De « vives inquiétudes » sur l’indépendance et les conditions d’exercice des professionnels
Les sénateurs ont également été très sensibles aux craintes relayées par les professionnels, au sujet des menaces qui pèsent sur l’indépendance des soignants, l’un des enjeux les plus « sensibles ». Actuellement, la réglementation plafonne la part de capital détenu par des « tiers non-professionnels » à 25% dans les sociétés d’exercice libéral. Pour le sénateur Bernard Jomier, ce principe « cardinal » est « mis à mal par le recours à diverses techniques juridiques », avec des montages financiers complexes qui permettent aux investisseurs de prendre le contrôle et d’imposer leurs règles au détriment des objectifs de santé.
Il peut s’agir de clauses spécifiques dans un contrat, ou d’un « détournement » du régime des actions de préférences, ces titres qui assurent à leurs titulaires des prérogatives spéciales. « On voit l’agilité du secteur à contourner la loi pour faire valoir ses objectifs de rentabilité financière », dénonce Bernard Jomier.
Corinne Imbert, très au fait des mutations dans le secteur des officines, rapporte le cas de structures financières qui ont approché des futurs diplômés, avant leur installation. Contre certaines clauses, le financement est assuré. Mais à quel prix ? « Une fois que vous avez le contrat, vous n’êtes plus autonome dans la gestion de l’officine. Des grossistes-répartiteurs, des laboratoires, des comptables peuvent être imposés », relate la sénatrice.

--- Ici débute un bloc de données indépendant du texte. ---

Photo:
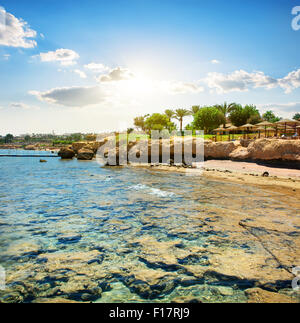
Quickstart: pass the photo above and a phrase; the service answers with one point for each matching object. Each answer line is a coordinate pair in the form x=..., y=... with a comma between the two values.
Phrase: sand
x=284, y=179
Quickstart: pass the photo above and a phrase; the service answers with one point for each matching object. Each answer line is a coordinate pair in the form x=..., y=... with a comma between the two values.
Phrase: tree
x=8, y=138
x=254, y=119
x=297, y=116
x=180, y=114
x=27, y=138
x=139, y=122
x=270, y=117
x=170, y=114
x=225, y=109
x=207, y=119
x=130, y=130
x=157, y=121
x=195, y=109
x=240, y=116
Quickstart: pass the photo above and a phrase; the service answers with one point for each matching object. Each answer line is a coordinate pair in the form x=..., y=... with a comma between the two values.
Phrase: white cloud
x=239, y=81
x=21, y=105
x=181, y=87
x=116, y=74
x=15, y=32
x=73, y=96
x=285, y=110
x=80, y=73
x=65, y=57
x=97, y=68
x=291, y=81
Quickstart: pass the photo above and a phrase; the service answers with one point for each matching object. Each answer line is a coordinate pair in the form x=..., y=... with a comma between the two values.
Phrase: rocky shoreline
x=271, y=150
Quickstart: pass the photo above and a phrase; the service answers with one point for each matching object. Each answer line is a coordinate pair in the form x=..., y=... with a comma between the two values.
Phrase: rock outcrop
x=85, y=154
x=66, y=153
x=266, y=149
x=152, y=151
x=30, y=147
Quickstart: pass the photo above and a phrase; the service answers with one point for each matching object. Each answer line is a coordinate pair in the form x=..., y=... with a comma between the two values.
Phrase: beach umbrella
x=247, y=127
x=260, y=129
x=220, y=129
x=288, y=122
x=269, y=129
x=265, y=124
x=232, y=128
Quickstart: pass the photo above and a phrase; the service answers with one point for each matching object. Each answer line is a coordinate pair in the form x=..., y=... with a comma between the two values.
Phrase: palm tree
x=170, y=114
x=180, y=114
x=225, y=109
x=195, y=109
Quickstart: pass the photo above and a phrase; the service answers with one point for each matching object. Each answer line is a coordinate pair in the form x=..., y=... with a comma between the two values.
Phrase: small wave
x=152, y=191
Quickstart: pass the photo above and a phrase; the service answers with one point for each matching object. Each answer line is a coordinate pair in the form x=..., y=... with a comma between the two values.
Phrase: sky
x=92, y=66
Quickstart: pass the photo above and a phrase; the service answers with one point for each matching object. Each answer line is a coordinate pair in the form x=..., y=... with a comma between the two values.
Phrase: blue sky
x=91, y=66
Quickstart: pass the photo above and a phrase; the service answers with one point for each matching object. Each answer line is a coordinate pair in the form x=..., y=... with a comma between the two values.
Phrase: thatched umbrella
x=260, y=129
x=265, y=124
x=270, y=129
x=220, y=129
x=247, y=127
x=232, y=128
x=288, y=122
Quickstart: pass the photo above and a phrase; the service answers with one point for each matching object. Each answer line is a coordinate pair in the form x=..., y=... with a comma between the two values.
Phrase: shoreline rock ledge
x=257, y=150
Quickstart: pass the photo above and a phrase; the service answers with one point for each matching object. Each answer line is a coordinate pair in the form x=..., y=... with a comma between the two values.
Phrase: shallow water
x=75, y=230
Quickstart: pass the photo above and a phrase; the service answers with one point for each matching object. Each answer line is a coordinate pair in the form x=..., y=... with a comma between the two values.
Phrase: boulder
x=85, y=154
x=76, y=146
x=258, y=295
x=219, y=150
x=30, y=147
x=275, y=149
x=66, y=153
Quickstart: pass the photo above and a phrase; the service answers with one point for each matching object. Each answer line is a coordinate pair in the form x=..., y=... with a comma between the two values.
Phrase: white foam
x=152, y=191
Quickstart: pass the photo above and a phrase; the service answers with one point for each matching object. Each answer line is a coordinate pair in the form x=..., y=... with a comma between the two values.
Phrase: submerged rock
x=85, y=154
x=66, y=153
x=258, y=295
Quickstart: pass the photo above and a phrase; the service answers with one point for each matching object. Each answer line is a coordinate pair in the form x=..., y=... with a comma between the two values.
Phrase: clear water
x=96, y=221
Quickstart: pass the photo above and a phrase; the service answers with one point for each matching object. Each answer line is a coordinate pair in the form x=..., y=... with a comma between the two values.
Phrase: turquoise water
x=74, y=230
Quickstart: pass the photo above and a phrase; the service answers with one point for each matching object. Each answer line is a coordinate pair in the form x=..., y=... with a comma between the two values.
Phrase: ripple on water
x=77, y=231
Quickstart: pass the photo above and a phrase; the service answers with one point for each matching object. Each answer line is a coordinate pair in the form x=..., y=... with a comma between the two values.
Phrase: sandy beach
x=284, y=179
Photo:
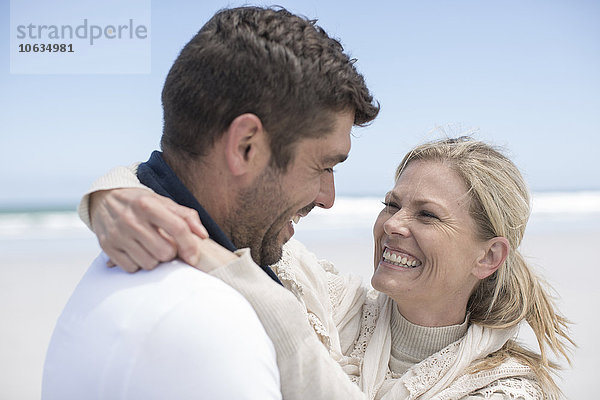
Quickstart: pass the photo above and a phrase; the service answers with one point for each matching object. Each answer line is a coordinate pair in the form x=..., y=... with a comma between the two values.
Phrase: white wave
x=347, y=213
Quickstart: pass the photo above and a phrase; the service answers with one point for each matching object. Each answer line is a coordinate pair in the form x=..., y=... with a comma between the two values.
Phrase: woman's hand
x=139, y=229
x=213, y=255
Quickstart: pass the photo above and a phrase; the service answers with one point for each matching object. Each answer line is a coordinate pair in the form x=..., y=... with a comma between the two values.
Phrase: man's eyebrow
x=336, y=159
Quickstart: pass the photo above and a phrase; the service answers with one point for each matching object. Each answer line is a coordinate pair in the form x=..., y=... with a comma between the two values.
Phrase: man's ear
x=496, y=251
x=246, y=145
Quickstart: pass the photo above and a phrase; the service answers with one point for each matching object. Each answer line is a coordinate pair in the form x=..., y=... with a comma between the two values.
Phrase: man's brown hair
x=269, y=62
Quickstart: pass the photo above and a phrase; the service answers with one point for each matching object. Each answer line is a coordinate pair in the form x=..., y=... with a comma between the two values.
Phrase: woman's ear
x=496, y=251
x=246, y=145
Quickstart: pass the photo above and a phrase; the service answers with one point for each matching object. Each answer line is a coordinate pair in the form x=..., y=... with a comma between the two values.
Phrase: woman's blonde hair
x=500, y=206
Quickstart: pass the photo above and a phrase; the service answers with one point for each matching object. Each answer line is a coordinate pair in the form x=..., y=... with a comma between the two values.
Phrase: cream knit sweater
x=360, y=331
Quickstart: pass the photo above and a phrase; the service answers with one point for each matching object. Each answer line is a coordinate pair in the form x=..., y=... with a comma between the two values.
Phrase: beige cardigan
x=349, y=327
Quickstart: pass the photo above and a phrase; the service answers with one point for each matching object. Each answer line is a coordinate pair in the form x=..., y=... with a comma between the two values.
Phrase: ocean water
x=551, y=211
x=43, y=254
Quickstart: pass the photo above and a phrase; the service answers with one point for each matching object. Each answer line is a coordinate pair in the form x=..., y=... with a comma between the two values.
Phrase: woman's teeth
x=401, y=261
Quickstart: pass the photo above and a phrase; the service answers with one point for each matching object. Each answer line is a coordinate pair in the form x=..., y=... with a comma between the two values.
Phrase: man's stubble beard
x=255, y=223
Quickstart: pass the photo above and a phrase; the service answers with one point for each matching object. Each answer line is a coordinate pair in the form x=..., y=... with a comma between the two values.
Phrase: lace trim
x=370, y=313
x=285, y=273
x=430, y=370
x=511, y=378
x=514, y=388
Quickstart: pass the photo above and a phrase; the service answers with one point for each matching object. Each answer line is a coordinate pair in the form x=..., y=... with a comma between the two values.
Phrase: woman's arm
x=137, y=228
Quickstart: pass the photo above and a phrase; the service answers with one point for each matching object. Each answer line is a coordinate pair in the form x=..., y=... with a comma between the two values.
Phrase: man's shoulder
x=107, y=298
x=175, y=327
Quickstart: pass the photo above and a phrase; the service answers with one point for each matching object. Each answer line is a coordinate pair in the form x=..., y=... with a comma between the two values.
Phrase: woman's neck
x=432, y=315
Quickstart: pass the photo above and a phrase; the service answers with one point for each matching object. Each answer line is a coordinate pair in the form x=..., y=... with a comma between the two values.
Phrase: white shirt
x=173, y=333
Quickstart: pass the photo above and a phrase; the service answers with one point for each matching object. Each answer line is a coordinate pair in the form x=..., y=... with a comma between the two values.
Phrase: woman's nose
x=397, y=224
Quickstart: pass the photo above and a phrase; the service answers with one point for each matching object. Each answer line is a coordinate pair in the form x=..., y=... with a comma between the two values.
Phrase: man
x=258, y=109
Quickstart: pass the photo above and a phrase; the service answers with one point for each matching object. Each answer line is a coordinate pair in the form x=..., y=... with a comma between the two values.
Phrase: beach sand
x=37, y=277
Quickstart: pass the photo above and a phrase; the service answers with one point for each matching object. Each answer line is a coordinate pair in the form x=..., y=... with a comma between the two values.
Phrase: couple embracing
x=258, y=109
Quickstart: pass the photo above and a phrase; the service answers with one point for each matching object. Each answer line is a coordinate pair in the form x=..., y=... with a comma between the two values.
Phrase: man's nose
x=326, y=196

« Il y a une nécessité de donner toute sa portée à la loi en encadrant plus strictement l’intervention des financiers », appelle Bernard Jomier. Le rapport sénatorial pousse pour une évolution législative, afin d’encadrer plus strictement les droits sociaux et les droits de vote dans les sociétés d’exercice libéral, et donc le pouvoir des professionnels de santé. Les sénateurs appellent également à mettre fin au « détournement du système des actions de préférence ». Ils souhaitent, enfin, consacrer dans la loi la notion de « contrôle effectif » de ces sociétés, par les professionnels qui y exercent.
« Un long travail qui reste encore à accomplir »

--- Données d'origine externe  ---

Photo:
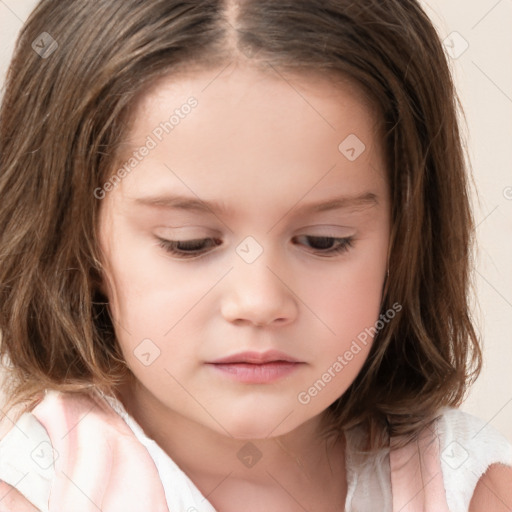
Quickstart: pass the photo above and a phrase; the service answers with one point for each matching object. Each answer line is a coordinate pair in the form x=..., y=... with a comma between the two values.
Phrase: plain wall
x=484, y=80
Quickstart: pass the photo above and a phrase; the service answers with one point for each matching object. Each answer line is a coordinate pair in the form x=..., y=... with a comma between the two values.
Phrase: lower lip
x=256, y=373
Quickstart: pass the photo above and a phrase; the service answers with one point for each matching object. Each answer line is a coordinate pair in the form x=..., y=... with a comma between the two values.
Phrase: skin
x=264, y=145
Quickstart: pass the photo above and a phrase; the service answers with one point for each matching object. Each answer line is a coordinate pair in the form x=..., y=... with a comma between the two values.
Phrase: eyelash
x=170, y=246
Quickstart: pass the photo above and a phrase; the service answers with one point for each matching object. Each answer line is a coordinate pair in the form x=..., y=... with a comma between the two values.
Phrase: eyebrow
x=179, y=202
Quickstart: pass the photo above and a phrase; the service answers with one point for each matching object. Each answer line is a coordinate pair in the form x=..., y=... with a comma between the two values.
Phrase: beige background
x=484, y=78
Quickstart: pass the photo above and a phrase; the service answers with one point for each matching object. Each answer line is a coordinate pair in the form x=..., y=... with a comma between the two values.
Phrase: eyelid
x=341, y=245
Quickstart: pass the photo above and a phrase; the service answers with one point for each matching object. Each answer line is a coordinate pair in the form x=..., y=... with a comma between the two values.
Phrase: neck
x=299, y=459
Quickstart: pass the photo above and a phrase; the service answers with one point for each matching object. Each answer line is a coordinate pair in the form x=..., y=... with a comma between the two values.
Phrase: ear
x=493, y=491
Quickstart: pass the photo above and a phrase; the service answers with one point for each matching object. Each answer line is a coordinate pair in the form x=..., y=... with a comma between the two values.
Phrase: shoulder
x=13, y=501
x=493, y=491
x=26, y=466
x=476, y=461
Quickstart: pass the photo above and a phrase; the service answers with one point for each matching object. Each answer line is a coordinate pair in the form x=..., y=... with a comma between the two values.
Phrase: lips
x=256, y=367
x=271, y=356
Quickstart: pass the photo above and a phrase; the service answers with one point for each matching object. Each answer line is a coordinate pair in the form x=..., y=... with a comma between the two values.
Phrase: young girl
x=234, y=266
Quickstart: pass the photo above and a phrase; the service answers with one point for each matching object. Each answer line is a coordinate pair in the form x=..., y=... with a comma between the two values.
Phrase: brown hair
x=63, y=119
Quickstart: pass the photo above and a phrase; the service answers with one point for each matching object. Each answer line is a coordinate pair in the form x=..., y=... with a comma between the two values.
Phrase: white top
x=468, y=447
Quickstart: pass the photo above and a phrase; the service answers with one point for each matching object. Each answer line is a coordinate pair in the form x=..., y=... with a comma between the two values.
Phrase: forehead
x=253, y=131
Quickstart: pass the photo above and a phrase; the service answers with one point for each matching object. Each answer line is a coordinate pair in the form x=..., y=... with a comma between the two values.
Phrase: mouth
x=256, y=368
x=271, y=356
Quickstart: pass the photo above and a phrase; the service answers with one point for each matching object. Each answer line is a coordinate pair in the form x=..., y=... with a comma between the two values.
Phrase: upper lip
x=256, y=358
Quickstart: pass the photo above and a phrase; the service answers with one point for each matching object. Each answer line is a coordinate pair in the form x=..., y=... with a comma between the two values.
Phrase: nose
x=256, y=294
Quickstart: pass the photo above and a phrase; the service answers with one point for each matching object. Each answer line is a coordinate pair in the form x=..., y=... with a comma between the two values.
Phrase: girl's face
x=254, y=216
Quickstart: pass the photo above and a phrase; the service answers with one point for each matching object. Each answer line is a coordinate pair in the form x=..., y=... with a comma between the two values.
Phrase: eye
x=327, y=245
x=323, y=245
x=188, y=248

Toujours dans cette optique, les parlementaires plaident pour un renforcement des contrôles des différentes autorités. Pour faciliter les opérations de vérification, en particulier de l’indépendance des soignants, les trois rapporteurs appellent à compléter la liste des documents que les sociétés doivent transmettre aux ordres professionnels. En raison de la technicité de certains montages, ils imaginent la formation de cellules régionales d’appui, pour apporter une expertise aux organisations professionnelles.
Parmi les dernières propositions, les sénateurs suggèrent aussi de former les étudiants en médecine et les jeunes professionnels à la gestion des sociétés, et de favoriser l’accès à des modes de financement respectueux de l’indépendance professionnelle.
De premières réponses pourraient se dessiner par voie d’amendements dans le prochain projet de loi de financement de la Sécurité sociale, si des « opportunités » se dessinent, selon la rapporteure Corinne Imbert. Des suites législatives sont en tout cas indispensables, aux yeux des trois rapporteurs. « Ce rapport est la première étape d’un long travail qui reste encore à accomplir », a prévenu Philippe Mouiller.